Trial lawyers and the flu vaccine shortage

Kevin Drum argues that the reason that liability fears are not enough to keep vaccine makers out of the market is because vaccine makers can buy liability insurance and then raise their uncapped prices to compensate them for this additional expense. Thus, he concludes, restrictive FDA regulations are behind the shortage. But why can vaccine […]

Kevin Drum argues that the reason that liability fears are not enough to keep vaccine makers out of the market is because vaccine makers can buy liability insurance and then raise their uncapped prices to compensate them for this additional expense. Thus, he concludes, restrictive FDA regulations are behind the shortage.

But why can vaccine makers raise their prices to cover liability insurance costs, but not raise their prices to cover their regulatory costs? After all, regulatory costs are much more predictable than liability costs.

The Weekly Standard correctly pins the culprit: strict product liability. American vaccine manufacturers have fallen by the wayside because trial lawyers have succeeded in driving them out of business.

In 1974, a British researcher published a paper claiming that the vaccine for pertussis (whooping cough) had caused seizures in 36 children, leading to 22 cases of epilepsy or mental retardation. Subsequent studies proved the claim to be false, but in the meantime Japan canceled inoculations, resulting in 113 preventable whooping cough deaths. In the United States, 800 pertussis vaccine lawsuits asking $21 million in damages were filed over the next decade. The cost of a vaccination went from 21 cents to $11.
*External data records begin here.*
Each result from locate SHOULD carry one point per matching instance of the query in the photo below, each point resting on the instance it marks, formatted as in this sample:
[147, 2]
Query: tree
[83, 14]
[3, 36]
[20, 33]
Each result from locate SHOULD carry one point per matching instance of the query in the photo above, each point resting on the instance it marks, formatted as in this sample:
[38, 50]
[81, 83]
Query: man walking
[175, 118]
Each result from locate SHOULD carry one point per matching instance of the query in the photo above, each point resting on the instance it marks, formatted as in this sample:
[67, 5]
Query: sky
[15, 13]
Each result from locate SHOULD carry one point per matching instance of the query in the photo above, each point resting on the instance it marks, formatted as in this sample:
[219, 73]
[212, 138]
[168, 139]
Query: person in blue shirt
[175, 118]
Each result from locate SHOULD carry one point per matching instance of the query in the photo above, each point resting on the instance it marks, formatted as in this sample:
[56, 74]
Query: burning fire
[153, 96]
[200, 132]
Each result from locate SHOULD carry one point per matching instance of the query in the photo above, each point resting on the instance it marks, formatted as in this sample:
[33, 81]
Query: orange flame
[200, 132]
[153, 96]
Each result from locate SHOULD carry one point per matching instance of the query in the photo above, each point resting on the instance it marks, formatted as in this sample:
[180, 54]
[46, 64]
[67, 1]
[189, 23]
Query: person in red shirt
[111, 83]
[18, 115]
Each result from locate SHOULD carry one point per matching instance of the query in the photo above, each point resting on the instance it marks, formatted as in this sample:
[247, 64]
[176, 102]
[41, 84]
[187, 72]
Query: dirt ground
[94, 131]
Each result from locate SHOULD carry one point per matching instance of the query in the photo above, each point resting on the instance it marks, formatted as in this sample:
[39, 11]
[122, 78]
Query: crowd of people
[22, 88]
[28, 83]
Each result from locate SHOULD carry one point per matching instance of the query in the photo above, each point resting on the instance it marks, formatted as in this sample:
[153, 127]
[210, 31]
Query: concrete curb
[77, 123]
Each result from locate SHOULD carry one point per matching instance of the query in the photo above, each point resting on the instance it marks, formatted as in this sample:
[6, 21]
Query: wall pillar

Every American drug company dropped pertussis vaccine except Lederle Laboratories. In 1980, Lederle lost a liability suit for the paralysis of a three-month-old infant–even though there was almost no evidence implicating the vaccine. Lederle’s damages were $1.1 million, more than half its gross revenues from sale of the vaccine for that entire year.

(William Tucker, “La Grippe of the Trial Lawyers”, Oct. 25; this site, Oct. 14, Dec. 23). If only the Discovery Institute could stick to its sound work on tort reform and give up its embarrassing support for creationism quackery, I wouldn’t be so reluctant to cite to an article by one of its fellows.